Paris, 8 novembre 1858.

Mon très cher ami,

Quand je lis vos lettres si riches d'expressions affectueuses et dictées par un cœur si chaud et si expansif, je trouve les miennes bien froides et bien prosaïques. Mais, croyez-moi, c'est une sorte de timidité qui me fait écrire ainsi; je n'ose me livrer et j'exprime seulement à demi ce que je sens si complètement. Au reste, je suis persuadé que vous le savez, et je n'insiste pas là-dessus.

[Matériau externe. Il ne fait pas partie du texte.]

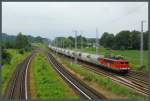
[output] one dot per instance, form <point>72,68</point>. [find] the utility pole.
<point>141,48</point>
<point>97,41</point>
<point>81,41</point>
<point>75,46</point>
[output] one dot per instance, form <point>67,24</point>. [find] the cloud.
<point>51,19</point>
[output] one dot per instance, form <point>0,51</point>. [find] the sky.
<point>53,19</point>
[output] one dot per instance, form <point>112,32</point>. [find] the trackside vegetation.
<point>48,84</point>
<point>9,68</point>
<point>114,90</point>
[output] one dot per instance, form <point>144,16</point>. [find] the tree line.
<point>129,40</point>
<point>20,42</point>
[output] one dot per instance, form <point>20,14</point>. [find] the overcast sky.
<point>51,19</point>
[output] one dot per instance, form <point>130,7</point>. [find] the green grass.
<point>8,69</point>
<point>105,82</point>
<point>48,84</point>
<point>132,55</point>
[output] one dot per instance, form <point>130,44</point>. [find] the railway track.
<point>84,90</point>
<point>18,85</point>
<point>134,82</point>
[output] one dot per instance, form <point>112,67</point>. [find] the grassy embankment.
<point>109,88</point>
<point>132,55</point>
<point>46,82</point>
<point>8,69</point>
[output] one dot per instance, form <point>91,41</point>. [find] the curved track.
<point>18,85</point>
<point>84,90</point>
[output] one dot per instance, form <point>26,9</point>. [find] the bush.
<point>6,57</point>
<point>21,51</point>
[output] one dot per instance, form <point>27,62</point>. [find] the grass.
<point>48,84</point>
<point>104,82</point>
<point>132,55</point>
<point>8,69</point>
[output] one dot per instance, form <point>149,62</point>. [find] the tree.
<point>21,41</point>
<point>107,40</point>
<point>135,40</point>
<point>5,56</point>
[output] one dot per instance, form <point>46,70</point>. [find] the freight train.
<point>113,64</point>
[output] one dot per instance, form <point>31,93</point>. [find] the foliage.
<point>21,41</point>
<point>124,40</point>
<point>6,57</point>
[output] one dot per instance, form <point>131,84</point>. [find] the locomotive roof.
<point>94,55</point>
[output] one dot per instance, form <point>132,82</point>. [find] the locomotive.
<point>113,64</point>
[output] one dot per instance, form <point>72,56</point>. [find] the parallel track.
<point>136,82</point>
<point>84,90</point>
<point>18,85</point>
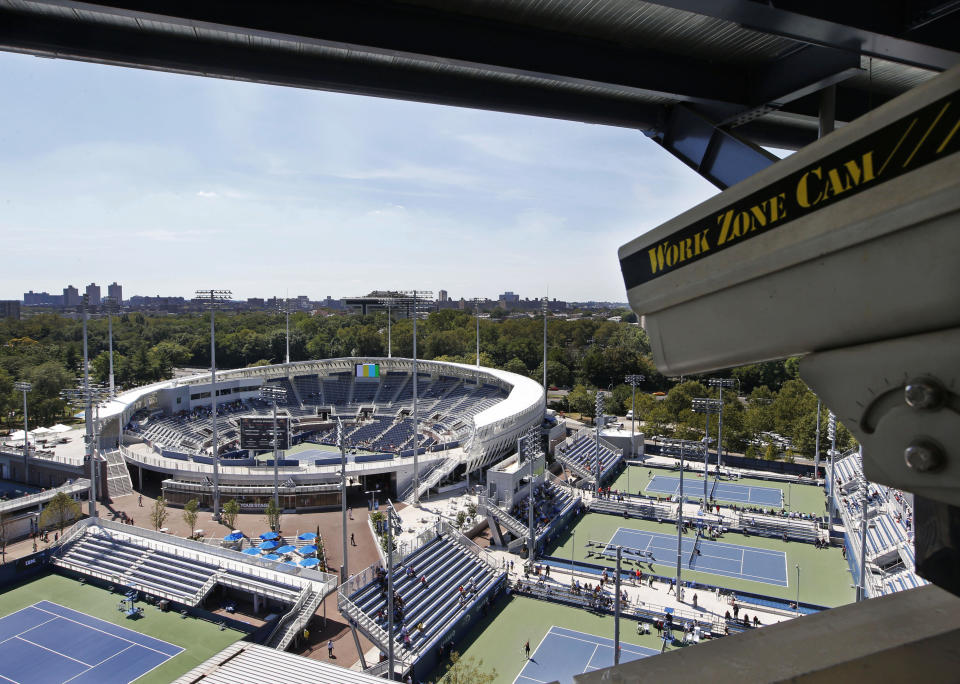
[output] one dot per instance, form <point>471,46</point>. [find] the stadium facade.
<point>468,417</point>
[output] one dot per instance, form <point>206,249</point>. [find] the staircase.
<point>574,467</point>
<point>432,479</point>
<point>295,620</point>
<point>514,526</point>
<point>118,477</point>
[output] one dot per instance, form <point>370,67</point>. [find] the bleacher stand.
<point>889,540</point>
<point>433,588</point>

J'ai reçu votre ardente poésie du Brigand; c'est bien beau! cela sent la poudre et le plomb fraîchement fondu. Mais l'article, le feuilleton dont vous me parlez ne m'est pas parvenu. La gaieté de cet écrit, que vous comparez aux fleurettes qui croissent sur les tombes, est, à ce qu'il paraît, un contraste naturel entre le sujet traité par certains esprits et les dispositions intimes de ces esprits eux-mêmes. Je suis souvent, comme vous avez été en composant cela, d'une tristesse profonde en allumant les soleils et les serpenteaux de la plus folle joie.

Je vais aller au bureau du Monde illustré vous faire envoyer les numéros du journal qui contiennent les premiers fragments de mes Mémoires; vous recevrez ensuite les autres au fur et à mesure qu'ils paraîtront. Bien que j'aie supprimé les plus douloureux épisodes (on ne les connaîtra que si mon fils veut plus tard publier le tout en volume), ce récit, je le crains, vous attristera. Mais peut-être aimerez-vous être ainsi attristé...

Je vous enverrai aussi dans peu une partition complète de l'Enfance du Christ; elle a paru depuis près de trois ans. Je n'ose vous adresser le manuscrit du poème des Troyens, je me méfie trop des moyens de transport. Mais, quand j'aurai quelque argent disponible, je le ferai copier et je courrai alors les risques du chemin de fer.

Votre frère est donc auprès de vous? Je le croyais éloigné de Belley, je ne sais pourquoi. Je lui serre la main en le remerciant de son bon souvenir. Et notre ami Auguste Berlioz, que devient-il?

J'ai reçu ce matin de Parme une lettre d'Achille Paganini au sujet de mes Mémoires; vous la lirez dans le Monde illustré prochainement.

J'en reçois une autre ce soir de Pise d'un homme de lettres qui m'a envoyé deux poèmes d'opéra. Hélas! je suis ainsi fait, qu'il suffit de m'offrir un texte à musique pour m'ôter l'envie et souvent la possibilité de le traiter.